Syuji Matsumoto

High Photoluminescent Property of Low-Melting Sn-Doped Phosphate Glass

The authors report on the quantum efficiency (QE) of UV-excited photoluminescence measured in SnO–ZnO–P2O5 glass developed as rare earth (RE)-free material for light emitting diode (LED) applications; we report what is, to the best of our knowledge, the highest value of QE ever reported. It is notable that the QE value of the present RE-free glass (~90%) is comparable to that of RE-doped glass. For future LED applications, we have emphasized that the low-melting glass will be one of the most industrially favorable inorganic materials to replace organic sealants that suffer degradation by strong LED irradiation.

White light emission of Mn-doped SnO-ZnO-P_2O_5 glass containing no rare earth cation

The authors have demonstrated white light emission of rare earth (RE)-free Mn-doped SnO-ZnO-P(2)O(5) glass. The RE-free glass shows white light emission with a high value of quantum efficiency (QE) comparable to conventional crystalline phosphor. It is notable that the high QE value is attained for RE-free transparent glass, and the broad emission can be continuously tuned by both the amount of activator and the composition of the glass. Since this glass possesses low-melting property, we emphasize that the glass phosphor will lead to the development of a novel inorganic white-light-emitting device in combination with a solid state UV light-emitting source.

Correlation between emission property and concentration of Sn^2+ center in the SnO-ZnO-P_2O_5 glass

The authors report on the correlation between the photoluminescence (PL) property and the SnO amount in SnO-ZnO-P2O5 (SZP) glass. In the PL excitation (PLE) spectra of the SZP glass containing Sn2+ emission center, two S1 states, one of which is strongly affected by SnO amount, are assumed to exist. The PLE band closely correlates with the optical band edge originating from Sn2+ species, and they both largely red-shifts with increasing amount of SnO. The emission decay time of the SZP glass decreased with increasing amount of SnO and the internal quantum efficiencies of the SZP glasses containing 1~5 mol% of SnO are comparable to that of MgWO4. It is expected that the composition-dependent S1 state (the lower energy excitation band) governs the quantum efficiency of the SZP glasses.

Correlation between preparation conditions and the photoluminescence properties of Sn2+ centers in ZnO–P2O5 glasses

Photoluminescence (PL) and coordination states of Sn2+ centers in 1SnO–68ZnO–31P2O5 (SZP31) glass prepared under different conditions are examined. When prepared in air, the local coordination state of Sn2+ centers depends on the starting material. In contrast, the PL properties of Sn2+ centers of the glass prepared under inert atmosphere conditions are independent of the starting material because of elimination of the oxidation reaction. 119mSn Mossbauer and X-ray absorption fine structure analyses indicate that most of the Sn2+ centers in the SZP31 glass prepared in an inert atmosphere exist at a SnO-like coordination state, possessing a coordination number greater than 2. It is assumed that the more highly coordinated Sn2+ is the origin of high PL intensity with high quantum efficiency.

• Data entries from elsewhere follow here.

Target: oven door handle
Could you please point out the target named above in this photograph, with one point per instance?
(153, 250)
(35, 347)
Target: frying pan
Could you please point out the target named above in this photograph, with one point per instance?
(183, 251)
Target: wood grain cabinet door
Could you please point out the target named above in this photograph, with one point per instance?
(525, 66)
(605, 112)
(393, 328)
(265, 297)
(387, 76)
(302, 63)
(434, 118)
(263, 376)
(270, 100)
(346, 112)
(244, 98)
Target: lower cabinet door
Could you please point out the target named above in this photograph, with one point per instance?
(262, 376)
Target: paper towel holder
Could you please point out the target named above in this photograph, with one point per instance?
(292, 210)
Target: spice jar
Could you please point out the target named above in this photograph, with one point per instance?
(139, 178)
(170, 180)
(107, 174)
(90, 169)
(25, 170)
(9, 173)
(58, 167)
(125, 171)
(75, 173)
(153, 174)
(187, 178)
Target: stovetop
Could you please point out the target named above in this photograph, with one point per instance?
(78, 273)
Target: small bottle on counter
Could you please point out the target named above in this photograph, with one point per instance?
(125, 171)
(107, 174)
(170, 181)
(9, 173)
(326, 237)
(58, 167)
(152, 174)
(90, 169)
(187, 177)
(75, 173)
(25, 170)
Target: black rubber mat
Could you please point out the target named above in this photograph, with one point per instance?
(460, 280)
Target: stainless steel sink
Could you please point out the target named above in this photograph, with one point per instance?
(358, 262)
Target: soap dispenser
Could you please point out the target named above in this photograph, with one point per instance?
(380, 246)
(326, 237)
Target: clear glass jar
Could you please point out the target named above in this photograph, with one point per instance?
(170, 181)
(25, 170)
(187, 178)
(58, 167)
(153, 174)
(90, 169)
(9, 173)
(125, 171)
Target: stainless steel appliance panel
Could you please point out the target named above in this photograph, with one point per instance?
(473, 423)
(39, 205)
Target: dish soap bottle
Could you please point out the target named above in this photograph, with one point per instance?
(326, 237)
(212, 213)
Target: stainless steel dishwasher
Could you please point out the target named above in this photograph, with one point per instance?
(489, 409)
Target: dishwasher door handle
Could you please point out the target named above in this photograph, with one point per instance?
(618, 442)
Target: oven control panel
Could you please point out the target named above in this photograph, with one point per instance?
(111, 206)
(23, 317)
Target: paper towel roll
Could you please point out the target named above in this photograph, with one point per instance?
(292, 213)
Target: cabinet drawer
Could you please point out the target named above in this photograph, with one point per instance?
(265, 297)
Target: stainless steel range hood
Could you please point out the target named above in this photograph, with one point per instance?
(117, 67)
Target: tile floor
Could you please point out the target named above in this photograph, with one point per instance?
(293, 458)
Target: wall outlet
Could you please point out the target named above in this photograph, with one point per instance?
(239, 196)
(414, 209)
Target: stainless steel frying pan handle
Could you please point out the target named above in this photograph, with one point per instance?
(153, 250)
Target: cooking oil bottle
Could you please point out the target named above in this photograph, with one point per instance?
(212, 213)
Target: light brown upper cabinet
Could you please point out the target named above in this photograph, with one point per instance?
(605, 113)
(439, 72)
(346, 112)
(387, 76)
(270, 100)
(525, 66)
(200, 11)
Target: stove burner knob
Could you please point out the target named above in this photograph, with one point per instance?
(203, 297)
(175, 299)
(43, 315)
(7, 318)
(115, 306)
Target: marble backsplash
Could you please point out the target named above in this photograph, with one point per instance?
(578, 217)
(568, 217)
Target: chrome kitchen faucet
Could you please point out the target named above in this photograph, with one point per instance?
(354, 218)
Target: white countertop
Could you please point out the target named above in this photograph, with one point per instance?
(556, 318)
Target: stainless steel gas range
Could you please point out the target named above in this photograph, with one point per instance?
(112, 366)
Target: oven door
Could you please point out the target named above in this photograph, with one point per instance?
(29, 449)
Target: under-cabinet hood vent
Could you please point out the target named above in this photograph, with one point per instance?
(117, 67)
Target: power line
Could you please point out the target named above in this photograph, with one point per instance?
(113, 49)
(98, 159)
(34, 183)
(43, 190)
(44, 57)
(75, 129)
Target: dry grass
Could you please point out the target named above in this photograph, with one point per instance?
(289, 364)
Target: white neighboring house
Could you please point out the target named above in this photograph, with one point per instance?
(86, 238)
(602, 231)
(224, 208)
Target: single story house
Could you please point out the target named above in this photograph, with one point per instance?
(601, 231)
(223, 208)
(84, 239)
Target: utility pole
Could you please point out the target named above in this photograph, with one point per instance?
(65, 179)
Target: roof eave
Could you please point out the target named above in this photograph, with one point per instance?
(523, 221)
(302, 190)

High efficient white light emission of rare earth-free MnO–SnO–ZnO–P2O5 glass

White light emission of rare earth (RE)-free Mn-doped SnO–ZnO–P2O5 glass is demonstrated. Glass transition temperature of the obtained glass is below 440°C, which assures the application to sealant of solid state light emitting devices. The RE-free transparent glass shows white light emission with a high value of quantum efficiency (QE) comparable to conventional crystalline phosphor by excitation of deep UV light. The broad emission of RE-free transparent glass can be continuously tuned by both the amount of activator and the composition of the glass without decrease of the QE value.

Correlation between valence state of tin and elastic modulus of Sn-doped Li2O-B2O3-SiO2 glasses

The correlation between the longitudinal elastic modulus c11 and tin valence state in Li2O–B2O3–SiO2 ternary glasses is investigated. Substitution of B2O3 for SiO2 increases the glass-transition temperature and c11 but decreases the melting temperature. 119Sn Mossbauer spectra show that the valence state of tin increased with increasing molten temperature, Tmolten, in air, and that it also affects the c11 value even though the 1.0 mol. % addition. The c11 values, whose error bars are governed by those of density, suggest that the addition of SnO2 increases c11 whereas SnO decreases. The relationship between Tmolten and the amount of Sn2+ suggests that the main factor affecting the tin valence state is oxygen, whose reactivity may correlate with the glass melt viscosity.